He expelled a long breath, and she tried her damnedest to keep from sniffling, but it was no use.
“I’m sorry for that. I wasn’t man enough to deal with all that emotion. But, Poppy, you gotta know that you were the only good thing I had that summer. And call it serendipity or whatever you want, but we found each other again, and damned if I’m going to let my ex-wife’s poison tongue take you away from me. And she is my ex. I had her sign the papers last week before she left. Cost me a fucking fortune, but it was worth every dime. She gave up custody of Benji, and he and I can live our lives. We can be happy. But that’s not going to happen unless you’re in it with us. You see, I finally realized I deserve to be happy. I deserve to live the life I want with the woman I want at my side. Whatever that life’s going to be. I want it. With you.”
Oh. God.
Heart in her throat, Poppy gripped the edges of the table. The young man who’d been working on her rushed around and held up the towel so she could kneel on the table without her bits showing.
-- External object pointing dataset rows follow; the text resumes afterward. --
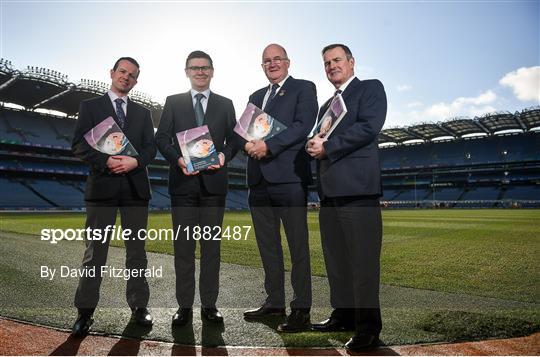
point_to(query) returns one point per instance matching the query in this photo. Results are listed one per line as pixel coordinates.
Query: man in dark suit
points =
(278, 174)
(115, 182)
(198, 198)
(349, 185)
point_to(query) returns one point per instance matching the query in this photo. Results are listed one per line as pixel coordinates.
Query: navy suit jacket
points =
(294, 105)
(352, 166)
(179, 115)
(101, 183)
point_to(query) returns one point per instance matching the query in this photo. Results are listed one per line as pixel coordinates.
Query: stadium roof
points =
(42, 88)
(488, 124)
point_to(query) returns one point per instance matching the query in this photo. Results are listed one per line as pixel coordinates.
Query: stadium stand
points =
(487, 161)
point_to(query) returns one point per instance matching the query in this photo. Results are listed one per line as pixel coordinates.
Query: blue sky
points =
(437, 60)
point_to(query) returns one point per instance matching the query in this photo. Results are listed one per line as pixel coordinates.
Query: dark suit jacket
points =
(101, 184)
(352, 165)
(295, 105)
(178, 115)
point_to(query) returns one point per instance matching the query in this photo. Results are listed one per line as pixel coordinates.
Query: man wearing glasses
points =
(278, 174)
(197, 198)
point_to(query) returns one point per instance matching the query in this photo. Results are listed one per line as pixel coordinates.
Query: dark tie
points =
(272, 95)
(199, 112)
(120, 112)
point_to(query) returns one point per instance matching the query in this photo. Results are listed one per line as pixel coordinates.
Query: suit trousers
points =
(99, 215)
(271, 204)
(197, 209)
(351, 235)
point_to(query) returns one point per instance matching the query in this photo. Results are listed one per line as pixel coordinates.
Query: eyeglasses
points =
(276, 60)
(201, 68)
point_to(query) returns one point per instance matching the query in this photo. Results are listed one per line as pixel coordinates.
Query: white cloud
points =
(461, 106)
(525, 83)
(403, 87)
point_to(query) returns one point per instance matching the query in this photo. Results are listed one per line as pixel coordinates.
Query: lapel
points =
(189, 110)
(324, 108)
(350, 88)
(280, 93)
(107, 107)
(211, 109)
(130, 116)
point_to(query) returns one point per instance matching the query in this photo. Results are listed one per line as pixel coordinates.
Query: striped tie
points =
(120, 112)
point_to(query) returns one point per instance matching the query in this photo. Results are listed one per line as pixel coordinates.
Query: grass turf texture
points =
(491, 253)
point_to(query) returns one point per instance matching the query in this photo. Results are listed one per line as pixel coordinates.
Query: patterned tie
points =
(199, 112)
(120, 112)
(272, 95)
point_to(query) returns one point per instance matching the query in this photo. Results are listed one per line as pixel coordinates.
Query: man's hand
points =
(315, 147)
(120, 164)
(183, 166)
(258, 150)
(221, 162)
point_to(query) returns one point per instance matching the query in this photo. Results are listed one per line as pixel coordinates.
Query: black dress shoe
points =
(182, 316)
(333, 324)
(211, 314)
(264, 311)
(362, 341)
(141, 316)
(82, 325)
(297, 321)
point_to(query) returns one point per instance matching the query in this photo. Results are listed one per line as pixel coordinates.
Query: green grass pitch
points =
(492, 253)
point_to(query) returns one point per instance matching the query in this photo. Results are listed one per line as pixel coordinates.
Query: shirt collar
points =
(114, 96)
(205, 92)
(344, 85)
(280, 84)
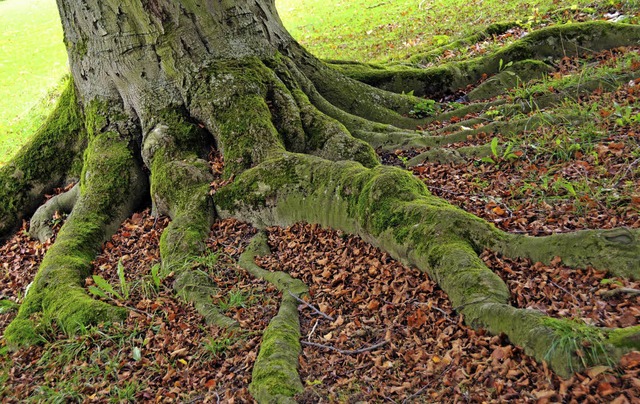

Boone stood in front of her. She could have spent minutes taking in every beautiful inch of his body, which, without a shirt, was impressive. But the look in his eyes took her breath away, and she found she couldn’t speak.
“I want you, Poppy. All of you. Tell me what I need to do to make that happen.”
She had to take a moment, and ignored her friends—Molly, who watched with tear-filled eyes, Blue, who sniffled like she had a cold, and Regan, who was watching with a small smile on her face.
“You could start by kissing me,” she said slowly.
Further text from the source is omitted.